Sunday, October 18, 2009

MET: the Math Exit Test at Pierce

At Pierce College there is an MET for elementary algebra and an MET for intermediate algebra. All instructors of those classes are required to have their students participate, but each instructor determines how the MET scores will be weighted in the students' grades.

The MET has both multiple choice and "essay" parts, all submitted on a Scantron form. Instructors volunteer to meet after the exam to team grade the essay questions--the volunteers may but need not be instructors of the relevant courses.

The MET was designed as way to measure the department's success at achieving its stated Student Learning Outcomes (SLOs) in elementary and intermediate algebra. Each instructor is given summaries of his/her students' performance, as well as the summaries across all sections.

The department learns on which problems students overall perform well and on which they perform poorly. Individual instructors can compare their students performance with those of the entire department.

The department chair announced to the department that one intermediate algebra instructor (Kathy Yoshiwara) had far more students in the top 10% than any other instructor. Not officially discussed was the fact that one (anonymous) elementary algebra instructor had an unusually large number of students finishing the semester for a grade, with all scoring below the department MET mean, and providing a class average a few standard deviations below the department MET mean.

Guess which algebra instructor is a favorite among students, the counseling department, and our Special Services faculty and staff?

Saturday, October 10, 2009

My favorite free math stuff


Although I have licensed copies of Mathematica, Mathcad, and Maple, my favorite grapher is Winplot. Plots are easy to create and highly customizable. Winplot handles parametric, polar, and implicit 2D graphs and wireframe 3D plots, with numerous other nifty features.

Winplot is one of several clever programs written by Rick Parris of Phillips Exeter Academy. You can download his free programs from


Another under-utilized program is Markus Hohenwarter's GeoGebra. If you ever wanted to use (or are using) Geometer's Sketchpad or Cabri, you might want to give this one a try. Like GS or Cabri, GeoGebra allows you to make a geometric construction based on points and/or lines of your choice, then shows you how the constructed object changes as you use the mouse to alter the defining points or lines.

But unlike GS or Cabri, GeoGebra also has an algebra window that records the algebraic representation of the geometric objects. You can either modify an algebraic definition and watch in real-time the change in the figure, or alter the figure and see how parameters change in the algebraic description.

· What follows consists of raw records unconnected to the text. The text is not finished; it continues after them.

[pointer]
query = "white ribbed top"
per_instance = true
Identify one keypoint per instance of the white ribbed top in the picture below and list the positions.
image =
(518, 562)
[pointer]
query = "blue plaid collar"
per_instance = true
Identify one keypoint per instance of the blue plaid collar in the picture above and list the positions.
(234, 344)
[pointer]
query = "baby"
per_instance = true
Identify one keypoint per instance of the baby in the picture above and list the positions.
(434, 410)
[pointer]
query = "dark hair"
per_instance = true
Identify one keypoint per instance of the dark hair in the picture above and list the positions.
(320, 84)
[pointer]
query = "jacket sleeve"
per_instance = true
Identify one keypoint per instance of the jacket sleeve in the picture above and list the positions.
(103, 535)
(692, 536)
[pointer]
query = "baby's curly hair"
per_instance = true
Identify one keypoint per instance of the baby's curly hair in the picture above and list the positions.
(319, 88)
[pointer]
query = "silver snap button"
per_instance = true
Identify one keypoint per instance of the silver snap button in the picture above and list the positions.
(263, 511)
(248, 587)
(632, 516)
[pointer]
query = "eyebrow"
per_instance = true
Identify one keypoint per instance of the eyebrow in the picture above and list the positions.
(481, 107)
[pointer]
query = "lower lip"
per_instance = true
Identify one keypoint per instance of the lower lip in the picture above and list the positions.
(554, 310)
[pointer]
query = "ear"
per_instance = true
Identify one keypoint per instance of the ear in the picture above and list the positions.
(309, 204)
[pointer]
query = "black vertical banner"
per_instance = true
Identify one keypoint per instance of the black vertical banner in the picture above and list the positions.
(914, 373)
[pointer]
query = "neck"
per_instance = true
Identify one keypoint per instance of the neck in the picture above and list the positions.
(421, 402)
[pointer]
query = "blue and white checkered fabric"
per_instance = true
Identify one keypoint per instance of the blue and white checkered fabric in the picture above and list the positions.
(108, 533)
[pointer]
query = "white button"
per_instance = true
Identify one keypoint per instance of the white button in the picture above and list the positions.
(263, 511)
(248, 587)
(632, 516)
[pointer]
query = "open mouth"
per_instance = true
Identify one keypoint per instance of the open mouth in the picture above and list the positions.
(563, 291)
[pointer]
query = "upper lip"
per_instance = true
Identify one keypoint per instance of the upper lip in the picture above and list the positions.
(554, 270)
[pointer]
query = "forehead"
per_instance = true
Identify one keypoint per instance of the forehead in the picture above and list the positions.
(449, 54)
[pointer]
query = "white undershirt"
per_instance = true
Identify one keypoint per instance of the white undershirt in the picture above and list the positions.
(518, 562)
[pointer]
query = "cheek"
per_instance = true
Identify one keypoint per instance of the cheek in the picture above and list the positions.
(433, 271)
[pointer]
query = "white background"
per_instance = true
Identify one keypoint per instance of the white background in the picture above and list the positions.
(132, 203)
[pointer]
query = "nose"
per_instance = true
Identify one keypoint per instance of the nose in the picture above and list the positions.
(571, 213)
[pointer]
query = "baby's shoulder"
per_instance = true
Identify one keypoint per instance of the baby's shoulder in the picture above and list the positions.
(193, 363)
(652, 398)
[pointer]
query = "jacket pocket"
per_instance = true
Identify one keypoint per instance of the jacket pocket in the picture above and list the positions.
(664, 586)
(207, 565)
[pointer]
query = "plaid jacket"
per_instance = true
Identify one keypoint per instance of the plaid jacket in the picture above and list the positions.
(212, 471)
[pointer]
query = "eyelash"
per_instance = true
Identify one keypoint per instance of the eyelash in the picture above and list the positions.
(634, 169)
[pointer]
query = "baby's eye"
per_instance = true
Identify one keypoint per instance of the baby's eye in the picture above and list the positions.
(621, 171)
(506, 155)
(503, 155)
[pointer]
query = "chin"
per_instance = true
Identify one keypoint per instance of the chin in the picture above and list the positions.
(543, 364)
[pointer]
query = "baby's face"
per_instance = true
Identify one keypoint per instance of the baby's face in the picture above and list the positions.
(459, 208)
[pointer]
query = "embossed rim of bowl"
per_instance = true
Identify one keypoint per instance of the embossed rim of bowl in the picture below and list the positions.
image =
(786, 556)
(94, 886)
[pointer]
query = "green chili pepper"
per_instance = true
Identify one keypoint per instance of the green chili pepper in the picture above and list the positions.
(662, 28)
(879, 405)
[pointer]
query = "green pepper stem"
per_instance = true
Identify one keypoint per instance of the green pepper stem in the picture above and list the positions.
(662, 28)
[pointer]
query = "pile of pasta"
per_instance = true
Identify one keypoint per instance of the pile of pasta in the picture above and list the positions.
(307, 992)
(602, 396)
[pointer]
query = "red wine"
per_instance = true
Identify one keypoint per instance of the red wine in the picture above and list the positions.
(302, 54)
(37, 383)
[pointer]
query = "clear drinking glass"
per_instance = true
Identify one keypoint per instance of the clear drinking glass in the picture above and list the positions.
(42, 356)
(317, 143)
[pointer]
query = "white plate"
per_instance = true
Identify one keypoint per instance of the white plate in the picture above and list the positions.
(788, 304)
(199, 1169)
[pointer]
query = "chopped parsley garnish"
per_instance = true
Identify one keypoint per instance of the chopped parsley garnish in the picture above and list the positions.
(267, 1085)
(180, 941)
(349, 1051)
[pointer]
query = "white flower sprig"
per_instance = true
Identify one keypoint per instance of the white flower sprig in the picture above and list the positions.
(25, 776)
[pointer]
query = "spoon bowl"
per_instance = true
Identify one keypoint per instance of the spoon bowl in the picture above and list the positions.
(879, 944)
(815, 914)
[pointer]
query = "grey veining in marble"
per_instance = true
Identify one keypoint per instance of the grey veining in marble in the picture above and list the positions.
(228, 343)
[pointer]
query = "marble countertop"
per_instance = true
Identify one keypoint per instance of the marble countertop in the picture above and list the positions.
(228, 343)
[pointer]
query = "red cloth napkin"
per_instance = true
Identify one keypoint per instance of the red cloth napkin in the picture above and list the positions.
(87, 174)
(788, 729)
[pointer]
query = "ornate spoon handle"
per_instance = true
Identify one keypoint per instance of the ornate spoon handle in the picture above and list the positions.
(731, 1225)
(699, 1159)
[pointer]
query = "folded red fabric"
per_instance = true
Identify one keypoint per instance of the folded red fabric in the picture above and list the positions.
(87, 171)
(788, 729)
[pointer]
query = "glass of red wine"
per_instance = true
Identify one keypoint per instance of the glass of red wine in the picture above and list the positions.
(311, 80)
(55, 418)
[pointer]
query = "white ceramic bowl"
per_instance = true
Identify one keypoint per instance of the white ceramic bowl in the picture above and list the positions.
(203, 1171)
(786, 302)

Read more about GeoGebra in articles in the online journal Loci ( and, or download the free program directly from .

Flash Forum

Barbara Kaskosz and Doug Ensley's Flash Forum has lots of clever applets for free download or use online. I particularly like the "Visualizing Regions for Double Integrals" ( by Barbara and Lewis Pakula. You enter the limits of a double integral (in rectangular or polar coordinates) and the appropriate region is sketched. Or you can ask for a practice problem, and you are given a region for which you need to determine the coordinate system and corresponding limits to define it.

The Flash Forum also has a 3D function plotter, and graphers for surfaces defined parametrically in rectangular, cylindrical, or spherical coordinates (

But my favorite applet is "Terminate the Terminator!", ( a game to introduce radian measure and polar coordinates. It was originally created by my colleague Bob Martinez in Mathcad, but the online version is in Flash.

Sunday, October 4, 2009

Algebra Success at Pierce

Algebra Success at Pierce (ASAP) is a program that allows students to take both elementary algebra and intermediate algebra in one semester.

Whereas our school (and state) typical success rate is around 50% in each of the two courses, Kathie Yoder has had a 70% success rate at getting students through both classes in one semester.

Her students score higher on the department's standardized intermediate algebra exit exam than students in the regular or online intermediate algebra classes.

In addition to having an exceptional teacher, the students in ASAP have several advantages over their peers in other intermediate algebra classes. ASAP students are all enrolled in both elementary algebra and intermediate algebra (5 units each), Personal Development 40 (3 transferable units taught by counseling faculty), and a 1-unit math study skills course. (Yes, the students meet with Kathie for more than 2.5 hours per day, 4 days per week.) The students are not permitted to enroll in other classes during that semester.

In other words, they are immersed in math for the semester.

The course materials are written by Pierce faculty, designed specifically for this course. There is a Supplemental Instruction (SI) leader who holds study sessions outside the assigned class hours.

Pierce has also had students in a Learning Community experiment that had prealgebra, elementary algebra, or intermediate algebra, teamed with the PD 40 class and 1-unit of study skills. Results were not consistently better than for students in ordinary sections of those courses.

We have had previous experiments with SI leaders in algebra classes, but again with no convincing evidence of effectiveness.

This semester we have a second section of ASAP, and the new instructor, Jenni Martinez, reports very encouraging success on the first two exams.